So yeah, there are a lot of points there.

* The neurons that report what your eyes are seeing try to save energy by not firing when they don’t detect a change
* On high-contrast spots (black-yellow and blue-white) they rapidly work out that the image is no longer changing and stop firing quickly
* Because the contrast is high, the amount of neural activity is high
* On low-contrast spots (black-blue and white-yellow), it takes longer to work out that the image is no longer changing and keep firing for longer.
* Because the contrast is low, the amount of neural activity is lower.

This means that the highest activity regions in your vision will *start out* at the black-yellow and blue-white boundaries, but since that activity falls off rapidly, it’ll fall below the activity level of the low-contrast boundaries. Which means the “high activity” region in your vision changes. Your brain’s image processing methodology apparently identifies that as movement. And it also identifies a lot of things moving in unison as one larger thing, which makes the whole discs appear to spin.

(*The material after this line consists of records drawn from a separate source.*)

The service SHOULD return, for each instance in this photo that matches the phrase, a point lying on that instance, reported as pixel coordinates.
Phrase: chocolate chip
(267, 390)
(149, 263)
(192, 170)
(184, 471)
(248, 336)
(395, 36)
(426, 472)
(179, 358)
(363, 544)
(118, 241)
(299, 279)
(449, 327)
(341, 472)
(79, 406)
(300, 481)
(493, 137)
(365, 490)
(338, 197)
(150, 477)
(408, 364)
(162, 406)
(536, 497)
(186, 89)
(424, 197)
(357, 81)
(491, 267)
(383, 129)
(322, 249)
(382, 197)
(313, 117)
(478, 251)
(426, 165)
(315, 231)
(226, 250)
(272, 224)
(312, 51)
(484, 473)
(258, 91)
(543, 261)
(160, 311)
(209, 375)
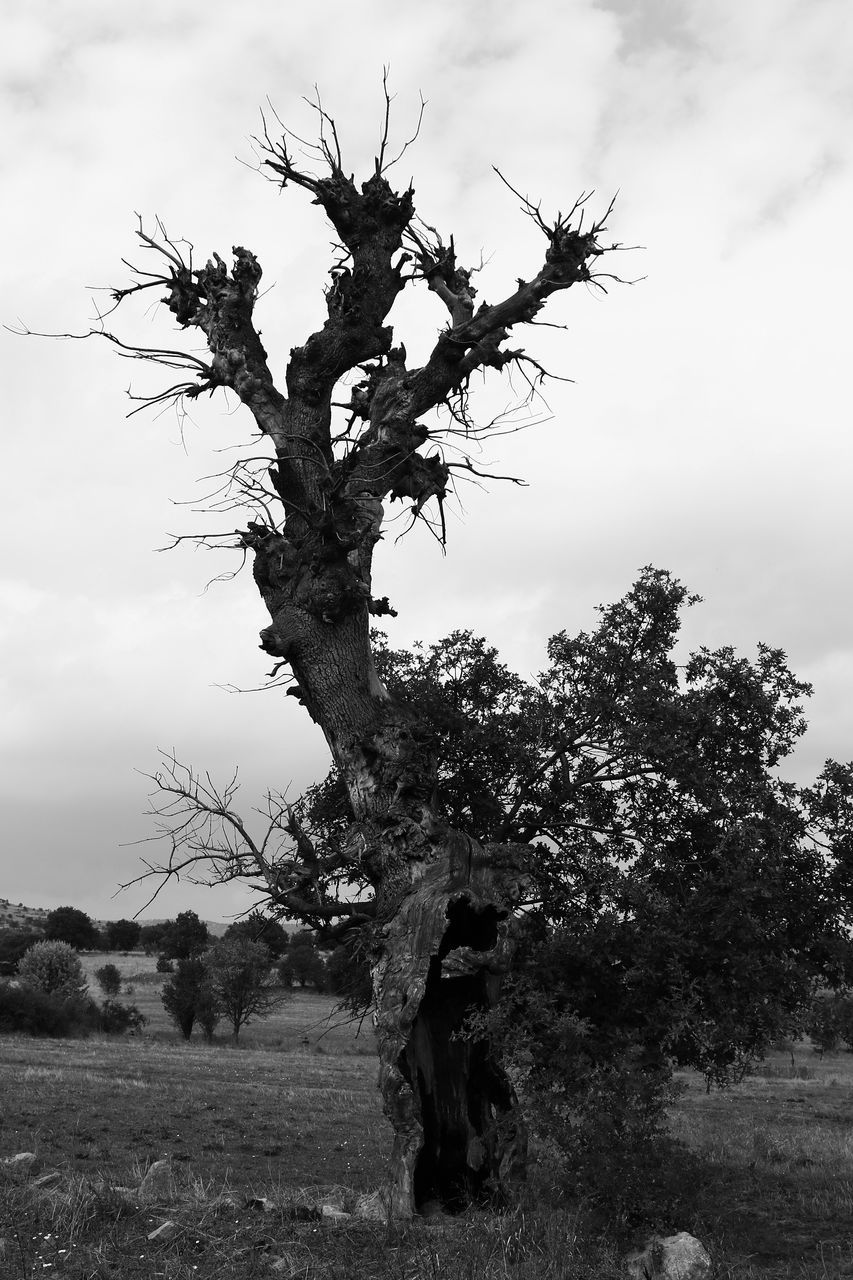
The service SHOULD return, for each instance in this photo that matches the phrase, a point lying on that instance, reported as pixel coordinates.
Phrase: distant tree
(13, 945)
(305, 961)
(241, 981)
(260, 928)
(53, 968)
(185, 937)
(122, 935)
(117, 1018)
(72, 926)
(182, 993)
(109, 979)
(151, 936)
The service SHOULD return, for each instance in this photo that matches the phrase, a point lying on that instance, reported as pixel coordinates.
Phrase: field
(260, 1137)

Your vision is not like a camera; your brain does a *lot* of post-processing on it. You only have a tiny patch of sharp vision https://en.wikipedia.org/wiki/Fovea_centralis (about twice the size of your thumbnail held at arm’s length), and your eyes [dart around involuntarily](https://en.wikipedia.org/wiki/Saccade) to sample additional data. Your brain uses that, the blurry data from your peripheral vision, and what you *expect* to see to paint over the rest of your field of vision, including the [blind spot that all vertebrates have](https://en.wikipedia.org/wiki/Blind_spot_(vision)).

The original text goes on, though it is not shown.